Os investigadores destacam que primatas, ungulados, carnívoros e morcegos concentram o maior risco, abrigando 132 dos 226 vírus zoonóticos já descritos, equivalente a 58% do total. A pesquisa também aponta que vertebrados como morcegos, roedores e marsupiais podem representar maior perigo futuro devido a mudanças previstas no comércio de vida silvestre.
A análise de Nagaraju enfatiza que a concentração de risco em poucos grupos apresenta pistas importantes para políticas públicas. O estudo sugere manter fora do comércio de vida silvestre espécies com maior potencial de spillover, sem defender proibições absolutas que afetem meios de subsistência. A implementação de salvaguardas de biossegurança é destacada como prioridade.

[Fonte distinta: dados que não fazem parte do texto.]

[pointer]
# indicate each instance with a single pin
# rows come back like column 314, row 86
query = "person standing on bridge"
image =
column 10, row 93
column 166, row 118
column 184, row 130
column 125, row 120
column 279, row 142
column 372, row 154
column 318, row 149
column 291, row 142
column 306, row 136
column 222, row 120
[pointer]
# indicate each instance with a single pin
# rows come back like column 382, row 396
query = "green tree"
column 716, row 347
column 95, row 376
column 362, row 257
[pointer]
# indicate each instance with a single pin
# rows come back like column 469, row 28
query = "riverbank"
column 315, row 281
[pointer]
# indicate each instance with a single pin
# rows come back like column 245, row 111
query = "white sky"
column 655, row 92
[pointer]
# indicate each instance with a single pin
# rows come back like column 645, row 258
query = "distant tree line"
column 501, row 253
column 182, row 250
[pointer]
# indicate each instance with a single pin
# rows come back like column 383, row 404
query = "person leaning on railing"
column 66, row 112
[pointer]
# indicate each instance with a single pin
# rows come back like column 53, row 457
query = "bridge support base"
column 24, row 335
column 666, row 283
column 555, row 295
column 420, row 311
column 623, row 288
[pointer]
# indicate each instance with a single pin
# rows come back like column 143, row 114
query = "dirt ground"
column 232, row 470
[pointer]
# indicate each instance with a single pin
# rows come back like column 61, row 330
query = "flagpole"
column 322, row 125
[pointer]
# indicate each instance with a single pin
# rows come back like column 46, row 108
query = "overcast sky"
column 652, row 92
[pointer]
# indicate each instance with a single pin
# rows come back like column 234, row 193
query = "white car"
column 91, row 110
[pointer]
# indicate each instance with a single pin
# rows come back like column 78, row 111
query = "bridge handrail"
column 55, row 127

A pesquisadora Trang Nguyen, fundadora da WildAct no Vietnã, reforça a necessidade de ações governamentais para reduzir riscos de transmissão. Segundo Nguyen, é essencial que autoridades acompanhem a importação legal de animais com triagens para patógenos e que haja colaboração entre setor privado e governo. Testes pré-transporte e na fronteira são citados como medidas-chave.
A reportagem ressalta ainda que o comércio ilegal de fauna é especialmente desafiador de monitorar. Nguyen aponta que, ao longo de quatro décadas, pandemias ocorridas, como HIV, SARS, influenza, Ebola e Zika, tiveram associações com tráfego e consumo de animais e com a degradação de habitats.
O estudo conclui que políticas públicas mais inteligentes podem reduzir spillovers sem zerar a atividade econômica relacionada à vida silvestre. Medidas sugeridas incluem manter fora do comércio as espécies de maior risco e ampliar vigilância de patógenos em mercados de animais.
Desdobramentos e implicações
- Dados mostram que impactos futuros dependem de decisões sobre quais espécies permanecem no comércio.
- Especialistas defendem maior controle sanitário em importações legais e cooperação entre setores para estratégias de mitigação.
- O trabalho reforça a necessidade de abordagens baseadas em evidências para reduzir riscos sem inviabilizar comunidades que dependem da atividade.
Fonte
Shivaprakash K. N. et al. Mammals, wildlife trade, and the next global pandemic. Current Biology, 2021. O estudo está disponível na revista citada e sinaliza direções para políticas de biossegurança.